Devote a whole week to roses. We could have experts set up booths and teach people how to grow them, how to prune them, how to keep them from getting diseases, and so forth. It seemed like a brilliant thing to do. I was making a note of that when my phone rang. It was my real estate agent, Sherry Dowdy.

“Hey, Torie, I just wanted to let you know that Mr. Merchant accepted your offer on the Kendall house,” she said.

“Great,” I said, sitting down. As I often do, I had gone after something and wasn't quite prepared for it when it actually happened. I was going to be the owner of the Kendall house. I would get my museum devoted to women's textile arts. It was real. I was so happy I could have burst. It would be the first really big, important thing I would do in this town that Sylvia had not been involved with in some shape or form. This was all mine. Well, I'd have help, of course, but I'd achieved something outside the Realm of All Things Sylvia.

We talked a bit about when to get together and when to close and all that legal junk.

Rudy walked by my office on his way to the bedroom, and I told him the good news. Then I made a mental note to call Geena Campbell and see if she would help me get this whole thing together. I'd pay her, of course, and I was seriously hoping that she'd agree to stay on one day a week after the initial opening. Oh, my God. My mind was racing with all of the things I would need to do to make this happen.

I called Evan Merchant, and he answered on the third ring.

“Hello, Evan, it's Torie,” I said. “Congratulations, you're going to get the money that you need.”

“Not a moment too soon,” he said. “Congrats to you, too.
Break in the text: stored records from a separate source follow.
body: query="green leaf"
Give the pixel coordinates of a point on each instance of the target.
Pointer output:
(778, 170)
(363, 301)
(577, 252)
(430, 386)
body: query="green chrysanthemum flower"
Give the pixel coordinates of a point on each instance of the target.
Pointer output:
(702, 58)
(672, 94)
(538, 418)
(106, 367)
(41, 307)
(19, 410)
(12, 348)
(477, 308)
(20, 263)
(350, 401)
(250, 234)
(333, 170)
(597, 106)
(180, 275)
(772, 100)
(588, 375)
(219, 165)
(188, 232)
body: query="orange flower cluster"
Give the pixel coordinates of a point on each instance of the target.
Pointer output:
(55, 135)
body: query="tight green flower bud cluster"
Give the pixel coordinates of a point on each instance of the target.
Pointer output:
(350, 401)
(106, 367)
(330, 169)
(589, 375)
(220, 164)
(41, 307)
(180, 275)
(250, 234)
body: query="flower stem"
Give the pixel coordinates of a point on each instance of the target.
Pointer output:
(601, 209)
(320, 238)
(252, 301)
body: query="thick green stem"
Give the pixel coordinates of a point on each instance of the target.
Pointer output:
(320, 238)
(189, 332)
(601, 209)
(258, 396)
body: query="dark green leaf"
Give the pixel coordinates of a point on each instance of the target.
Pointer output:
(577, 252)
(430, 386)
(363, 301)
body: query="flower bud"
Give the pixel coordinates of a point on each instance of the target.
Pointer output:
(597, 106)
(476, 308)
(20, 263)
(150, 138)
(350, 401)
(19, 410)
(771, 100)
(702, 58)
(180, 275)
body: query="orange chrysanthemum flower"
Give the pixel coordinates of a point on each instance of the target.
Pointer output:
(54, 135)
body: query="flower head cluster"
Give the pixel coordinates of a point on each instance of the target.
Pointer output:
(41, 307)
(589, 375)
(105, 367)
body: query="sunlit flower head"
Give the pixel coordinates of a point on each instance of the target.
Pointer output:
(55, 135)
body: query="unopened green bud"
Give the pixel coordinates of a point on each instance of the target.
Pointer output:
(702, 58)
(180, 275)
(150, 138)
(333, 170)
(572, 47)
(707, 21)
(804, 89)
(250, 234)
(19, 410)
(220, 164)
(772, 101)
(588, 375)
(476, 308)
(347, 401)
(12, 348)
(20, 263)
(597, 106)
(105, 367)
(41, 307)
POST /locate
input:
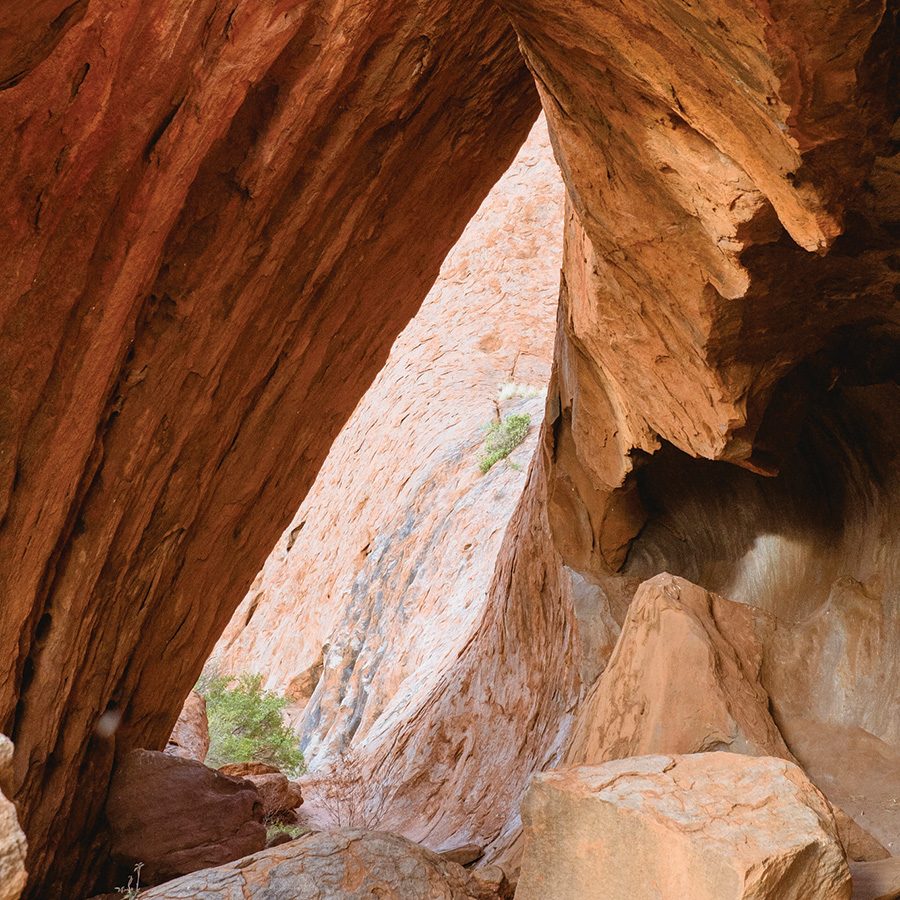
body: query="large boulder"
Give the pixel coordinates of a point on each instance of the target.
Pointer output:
(350, 865)
(177, 816)
(684, 678)
(190, 736)
(12, 840)
(710, 826)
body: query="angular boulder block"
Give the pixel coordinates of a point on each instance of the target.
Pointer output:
(708, 826)
(177, 816)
You're going to get your museum.”

“Thanks a bunch,” I said.

“I hope you can handle this house,” he said.

“Don't worry about me,” I said. “Hey, listen, I know it's after eight, but do you think I could come over and look through the house again? The day I was there, I had Geena with me and we were just looking for quilts. Then Rudy went through the house with the real estate agent, so I haven't really gotten to get a good look.”

“Not a problem,” he said. “I'll have the door unlocked for you.”

“Thanks,” I said.

“You're not going to change your mind on me, are you?” Evan asked.
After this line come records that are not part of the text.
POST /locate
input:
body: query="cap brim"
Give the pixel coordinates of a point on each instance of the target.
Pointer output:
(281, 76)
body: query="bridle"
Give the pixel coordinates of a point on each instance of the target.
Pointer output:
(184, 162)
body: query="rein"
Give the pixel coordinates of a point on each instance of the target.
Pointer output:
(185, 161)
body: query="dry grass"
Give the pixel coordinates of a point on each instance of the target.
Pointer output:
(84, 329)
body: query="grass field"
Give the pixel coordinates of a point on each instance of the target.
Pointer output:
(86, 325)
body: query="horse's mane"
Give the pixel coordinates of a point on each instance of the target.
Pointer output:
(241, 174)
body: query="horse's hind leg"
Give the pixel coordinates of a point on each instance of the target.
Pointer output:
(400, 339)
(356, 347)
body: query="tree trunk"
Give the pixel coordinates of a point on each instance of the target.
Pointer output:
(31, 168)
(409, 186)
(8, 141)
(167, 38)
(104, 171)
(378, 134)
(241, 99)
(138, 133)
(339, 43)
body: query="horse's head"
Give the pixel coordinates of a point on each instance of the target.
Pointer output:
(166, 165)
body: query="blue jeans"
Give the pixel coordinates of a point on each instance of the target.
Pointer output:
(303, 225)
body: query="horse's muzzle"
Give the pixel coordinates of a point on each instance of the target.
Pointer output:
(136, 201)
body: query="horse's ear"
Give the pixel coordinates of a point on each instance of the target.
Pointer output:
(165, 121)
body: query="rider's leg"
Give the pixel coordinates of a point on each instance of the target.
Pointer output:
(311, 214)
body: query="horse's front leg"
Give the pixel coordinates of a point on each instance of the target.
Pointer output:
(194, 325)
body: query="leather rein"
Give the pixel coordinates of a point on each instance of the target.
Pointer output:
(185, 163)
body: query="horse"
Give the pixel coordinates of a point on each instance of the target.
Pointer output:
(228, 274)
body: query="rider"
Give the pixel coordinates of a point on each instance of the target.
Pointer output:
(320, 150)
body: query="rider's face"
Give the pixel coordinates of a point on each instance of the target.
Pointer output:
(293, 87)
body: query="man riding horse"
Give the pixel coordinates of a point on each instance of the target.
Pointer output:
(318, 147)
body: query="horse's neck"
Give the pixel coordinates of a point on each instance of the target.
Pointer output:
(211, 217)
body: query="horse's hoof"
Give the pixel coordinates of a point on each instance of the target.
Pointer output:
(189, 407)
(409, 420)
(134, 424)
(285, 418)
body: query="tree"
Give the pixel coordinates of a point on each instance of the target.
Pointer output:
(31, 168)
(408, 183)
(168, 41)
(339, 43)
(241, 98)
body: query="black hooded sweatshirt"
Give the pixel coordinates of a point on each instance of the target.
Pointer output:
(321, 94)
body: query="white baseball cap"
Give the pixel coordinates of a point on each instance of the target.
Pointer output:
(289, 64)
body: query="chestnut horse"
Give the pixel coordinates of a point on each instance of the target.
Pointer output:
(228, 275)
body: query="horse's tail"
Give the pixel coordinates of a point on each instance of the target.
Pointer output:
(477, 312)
“Don't be silly,” I said, and hung up the phone. “Rudy, I'm headed over to the Kendall house. I want to do a walk-through.”
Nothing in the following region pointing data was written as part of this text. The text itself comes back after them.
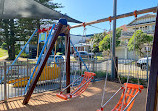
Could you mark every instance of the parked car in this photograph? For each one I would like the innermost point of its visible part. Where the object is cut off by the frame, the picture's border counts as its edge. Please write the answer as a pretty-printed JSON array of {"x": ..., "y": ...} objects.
[
  {"x": 84, "y": 54},
  {"x": 142, "y": 63}
]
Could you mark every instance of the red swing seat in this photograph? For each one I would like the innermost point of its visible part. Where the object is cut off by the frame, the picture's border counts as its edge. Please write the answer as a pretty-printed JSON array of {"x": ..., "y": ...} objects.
[
  {"x": 87, "y": 77},
  {"x": 131, "y": 91}
]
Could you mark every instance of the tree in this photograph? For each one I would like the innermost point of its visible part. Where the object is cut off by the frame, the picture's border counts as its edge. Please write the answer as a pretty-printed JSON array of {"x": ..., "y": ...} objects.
[
  {"x": 137, "y": 41},
  {"x": 104, "y": 45}
]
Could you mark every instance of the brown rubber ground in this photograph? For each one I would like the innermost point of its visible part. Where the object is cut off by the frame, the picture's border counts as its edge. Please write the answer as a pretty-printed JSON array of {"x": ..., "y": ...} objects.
[{"x": 90, "y": 100}]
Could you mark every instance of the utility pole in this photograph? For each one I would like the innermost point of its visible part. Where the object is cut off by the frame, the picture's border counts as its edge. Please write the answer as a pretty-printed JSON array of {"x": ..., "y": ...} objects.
[{"x": 113, "y": 40}]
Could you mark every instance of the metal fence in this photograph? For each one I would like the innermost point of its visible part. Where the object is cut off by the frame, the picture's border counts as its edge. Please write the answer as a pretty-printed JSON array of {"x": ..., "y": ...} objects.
[{"x": 15, "y": 77}]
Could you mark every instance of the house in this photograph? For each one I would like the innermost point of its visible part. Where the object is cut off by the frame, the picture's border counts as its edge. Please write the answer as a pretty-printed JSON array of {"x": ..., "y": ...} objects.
[{"x": 146, "y": 23}]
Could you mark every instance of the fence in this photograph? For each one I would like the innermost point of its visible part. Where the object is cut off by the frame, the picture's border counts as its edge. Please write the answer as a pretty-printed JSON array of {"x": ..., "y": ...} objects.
[{"x": 53, "y": 76}]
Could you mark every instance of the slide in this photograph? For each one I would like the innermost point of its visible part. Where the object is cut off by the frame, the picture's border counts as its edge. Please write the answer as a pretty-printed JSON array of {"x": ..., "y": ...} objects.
[{"x": 48, "y": 73}]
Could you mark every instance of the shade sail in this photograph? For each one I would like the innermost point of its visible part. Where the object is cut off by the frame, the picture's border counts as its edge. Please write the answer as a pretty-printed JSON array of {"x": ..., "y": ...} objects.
[{"x": 10, "y": 9}]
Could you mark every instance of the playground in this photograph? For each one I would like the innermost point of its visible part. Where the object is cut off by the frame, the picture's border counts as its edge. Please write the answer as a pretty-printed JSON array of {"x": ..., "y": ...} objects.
[
  {"x": 57, "y": 82},
  {"x": 88, "y": 101}
]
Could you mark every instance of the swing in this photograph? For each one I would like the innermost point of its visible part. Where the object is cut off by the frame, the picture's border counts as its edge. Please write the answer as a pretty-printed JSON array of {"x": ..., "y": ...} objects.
[
  {"x": 87, "y": 77},
  {"x": 130, "y": 91}
]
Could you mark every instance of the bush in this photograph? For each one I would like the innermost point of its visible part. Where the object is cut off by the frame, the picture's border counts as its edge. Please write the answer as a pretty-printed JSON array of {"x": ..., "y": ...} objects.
[{"x": 4, "y": 46}]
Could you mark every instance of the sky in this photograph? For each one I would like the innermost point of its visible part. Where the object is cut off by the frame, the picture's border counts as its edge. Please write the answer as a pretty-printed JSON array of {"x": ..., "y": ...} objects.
[{"x": 90, "y": 10}]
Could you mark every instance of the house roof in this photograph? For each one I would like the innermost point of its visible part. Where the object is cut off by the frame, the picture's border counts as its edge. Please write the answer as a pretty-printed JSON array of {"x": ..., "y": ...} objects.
[
  {"x": 10, "y": 9},
  {"x": 124, "y": 27},
  {"x": 141, "y": 17}
]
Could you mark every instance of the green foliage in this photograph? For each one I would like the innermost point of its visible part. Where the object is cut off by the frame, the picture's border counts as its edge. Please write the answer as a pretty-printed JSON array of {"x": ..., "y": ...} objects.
[
  {"x": 137, "y": 41},
  {"x": 104, "y": 45},
  {"x": 3, "y": 52}
]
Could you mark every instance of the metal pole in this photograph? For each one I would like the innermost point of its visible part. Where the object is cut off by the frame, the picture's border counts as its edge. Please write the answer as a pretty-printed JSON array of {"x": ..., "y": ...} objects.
[
  {"x": 67, "y": 61},
  {"x": 5, "y": 81},
  {"x": 147, "y": 62},
  {"x": 113, "y": 39}
]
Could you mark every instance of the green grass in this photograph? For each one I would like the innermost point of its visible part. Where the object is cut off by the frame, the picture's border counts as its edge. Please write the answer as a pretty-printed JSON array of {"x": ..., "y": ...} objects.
[{"x": 3, "y": 52}]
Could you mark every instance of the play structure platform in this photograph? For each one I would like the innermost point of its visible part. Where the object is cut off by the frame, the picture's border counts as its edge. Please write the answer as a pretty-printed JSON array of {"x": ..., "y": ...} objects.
[{"x": 88, "y": 101}]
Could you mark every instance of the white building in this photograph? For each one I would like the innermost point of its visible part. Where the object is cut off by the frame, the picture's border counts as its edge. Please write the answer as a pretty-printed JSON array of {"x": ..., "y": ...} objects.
[{"x": 145, "y": 23}]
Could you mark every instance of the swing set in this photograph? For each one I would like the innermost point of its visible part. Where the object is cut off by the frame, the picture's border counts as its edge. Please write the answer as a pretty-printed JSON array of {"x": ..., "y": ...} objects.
[{"x": 130, "y": 91}]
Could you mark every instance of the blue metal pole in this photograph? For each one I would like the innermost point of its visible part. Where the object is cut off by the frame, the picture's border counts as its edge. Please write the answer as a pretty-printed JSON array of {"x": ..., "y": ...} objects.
[
  {"x": 39, "y": 58},
  {"x": 79, "y": 56},
  {"x": 20, "y": 52}
]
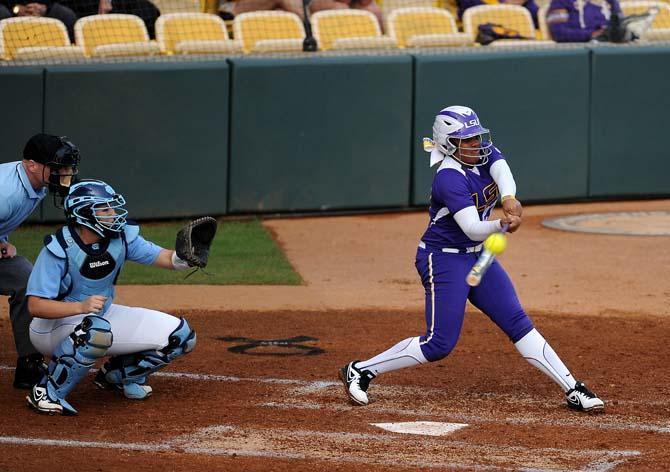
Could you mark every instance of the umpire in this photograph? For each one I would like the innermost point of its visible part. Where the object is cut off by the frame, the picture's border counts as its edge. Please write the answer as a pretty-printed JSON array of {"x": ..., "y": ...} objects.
[{"x": 49, "y": 163}]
“Okay,” he said. “I'll hold down the fort.”

*   *   *

I was stepping into the foyer of the Kendall house within fifteen minutes. Rudy had said the plumbing and electrical systems had been done sometime in the seventies and might need to be replaced in a few years. I flipped the light switch on, and when I did, I swear it sounded like the house moaned. I walked through the big rooms in the front of the house back to the kitchen. There were no modern appliances. An old refrigerator that had the freezer on the bottom and the fridge part on the top was in one corner, and a gas-burning stove that must have been fifty years old sat next to it. The white sink had a dark brown rust or mineral stain in it but otherwise was in good shape. I checked in the cabinets to make sure there were no rodents of unusual size, nor cockroaches of either usual or unusual size. Pest control would have been my first call if there had been.